The Employee Benefits Research Institute has released a new study that examines payment trends among employer-sponsored health plans. By moving certain chronic condition treatments and medications to the covered list, the IRS gave employers the opportunity to offer more free-to-plan-member services. But it did remove those same health measures from the list of services for which employers could require copays or coinsurance.
The report, “The Impact of Expanding Pre-Deductible Coverage in HSA-Eligible Health Plans on Employee Choice of Health Plan and Cost Sharing,” analyzed claims data to measure the effect of expanding pre-deductible coverage on enrollee choice of health plan and cost-sharing. (Choice of plan impact turned out to be negligible.) The survey found that, in general, employers did as might be expected: they shifted cost-sharing from deductibles to copayments and coinsurance on other plan services.
In addition to the shift referenced above, the study found:
- The same shift was not observed for enrollees in non-HSA health plans.
- The new rule had little impact on overall cost sharing as a percentage of total spending on a number of services impacted by the notice.
- Enrollment in HSA-eligible health plans among individuals with health conditions impacted by the IRS notice does not appear to have changed, as it was already trending in the direction of higher enrollment among individuals with health conditions prior to the issue of the notice.
The fact that the notice had little influence on overall cost-sharing “may be due to the fact that employers were more likely to change cost-sharing instead of eliminating it,” the report said.
“This is not a surprise, as the majority of employers interviewed in 2021 reported that they did not eliminate cost sharing when they added pre-deductible coverage. Instead, they substituted copayments and coinsurance for deductibles.”
But the spirit of the IRS notice may well have been served, the report stated. “While enrollees may not spend less money overall on health care services, the impact of changing the composition of cost-sharing may change use of health care services and improve patient outcomes. Spreading out cost sharing over the course of the year instead of requiring patients to pay a large amount at the beginning of the year may result in higher use of high-valued services early in the year, which could prevent complications due to nonadherence of treatment regimens.”
The IRS notice added several chronic condition medical measures to the HSA pre-deductible list. The notice said that list would be reviewed periodically to determine whether more items should be included if they are proven to either prevent certain conditions or improve chronic disease diagnoses.

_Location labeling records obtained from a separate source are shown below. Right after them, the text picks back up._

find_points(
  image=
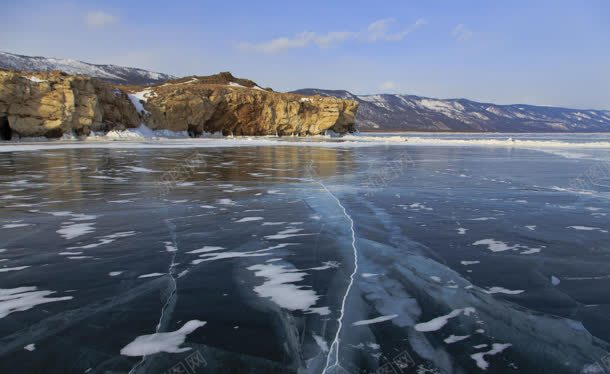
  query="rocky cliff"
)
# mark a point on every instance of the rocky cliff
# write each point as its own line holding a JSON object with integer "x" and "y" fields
{"x": 52, "y": 104}
{"x": 415, "y": 113}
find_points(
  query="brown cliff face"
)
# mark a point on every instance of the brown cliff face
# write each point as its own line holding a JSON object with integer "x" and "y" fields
{"x": 233, "y": 108}
{"x": 51, "y": 104}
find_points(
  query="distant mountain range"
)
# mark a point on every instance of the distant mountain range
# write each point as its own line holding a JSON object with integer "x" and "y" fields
{"x": 112, "y": 73}
{"x": 414, "y": 113}
{"x": 377, "y": 112}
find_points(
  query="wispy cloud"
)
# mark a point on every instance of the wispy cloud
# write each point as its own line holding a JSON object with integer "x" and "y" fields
{"x": 99, "y": 18}
{"x": 461, "y": 33}
{"x": 375, "y": 32}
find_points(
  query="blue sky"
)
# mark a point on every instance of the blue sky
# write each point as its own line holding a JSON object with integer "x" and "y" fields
{"x": 538, "y": 52}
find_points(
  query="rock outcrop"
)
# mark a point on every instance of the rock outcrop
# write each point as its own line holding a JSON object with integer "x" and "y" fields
{"x": 52, "y": 104}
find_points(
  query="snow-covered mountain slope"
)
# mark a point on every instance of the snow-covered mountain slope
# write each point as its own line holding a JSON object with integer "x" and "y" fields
{"x": 415, "y": 113}
{"x": 112, "y": 73}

“In response to IRS Notice 2019-45, three-quarters of large employers and health plans offering HSA-eligible health plans expanded pre-deductible coverage for medications and services that prevent the exacerbation of chronic conditions. As a result, it is not surprising that when examining medical claims, cost-sharing shifted from deductibles to copayments and coinsurance for enrollees in HSA-eligible health plans,” explained Paul Fronstin, Ph.D., director, Health Benefits Research, EBRI. “The percentage of cost sharing paid through deductibles fell for antidepressants, insulin and other glucose-lowering agents, statins, beta blockers and inhaled corticosteroids.”
Fronstin noted that a Texas judge “found a key part of the preventive service provision unconstitutional. If this court decision is upheld, employers and health plans could impose some form of cost sharing for these preventive services.”
But, he said, “Employers may continue to provide these services at no cost to members. Overall, we found that employers would add additional services if allowed by the IRS. There is also bipartisan, bicameral legislation that has been introduced in the U.S. Congress that would provide additional flexibility to extend pre-deductible coverage to services that manage chronic conditions. Employers and policymakers have an appetite for more flexible plan designs or ‘smarter’ deductibles because rising health care spending has created serious fiscal challenges.”